Open JackKelly opened 3 years ago

JackKelly commented 3 years ago

Quentin Paletta et al.'s 2021 "ECLIPSE" paper show that it's a good idea to predict cloud masks, because these are concise representations of the sky (with the caveat that I'm afraid I've only skim-read the paper so far, so I may have misunderstood!).

Also, ideally, we'd probably prefer satellite image sequences of just the clouds, rather than the clouds plus the land. Sometimes optical flow messes up by moving the land around (!), so optical flow would probably perform better on 'pure cloud' images (with the land removed). And, for ML approaches for forecasting future satellite images, it's unfair to expect the ML model to reconstruct images of land as the cloud moves away from land, when that information may be entirely absent from the input image sequence (because the cloud has completely covered the land in the input image sequence).

On the other hand, I'm a little nervous about using binary cloud masks because clouds are so varied, and thin wispy clouds which might not be classified as 'cloud' by a binary mask can have a significant effect on irradiance.

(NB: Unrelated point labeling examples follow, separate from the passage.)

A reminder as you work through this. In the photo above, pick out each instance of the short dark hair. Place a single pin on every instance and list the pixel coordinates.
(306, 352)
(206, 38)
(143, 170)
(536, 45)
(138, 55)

Also, reliable cloud mask labels are hard to come by, I think? (Sure, there are algorithms for segmenting clouds, but none are perfect, right?)

So maybe we can automatically subtract 'cloud' from 'land' something like this: If we had a perfect 'cloud-free' satellite image for every time of day, then we could do a pixel-wise subtraction: just_cloud_image[t] = cloud_free_image[t] - actual_image[t]. Then we could use the just_cloud_image for our downstream models.

The question then becomes: How to generate the set of cloud_free_image[t] for every time of day, and time of year? Could it be as simple as taking the median pixel value, per pixel, at a given time of day, over the last month or so of imagery? e.g. to get the cloud_free_image for 12:00, look at all the images taken at 12:00 over the last month, and take the median pixel value?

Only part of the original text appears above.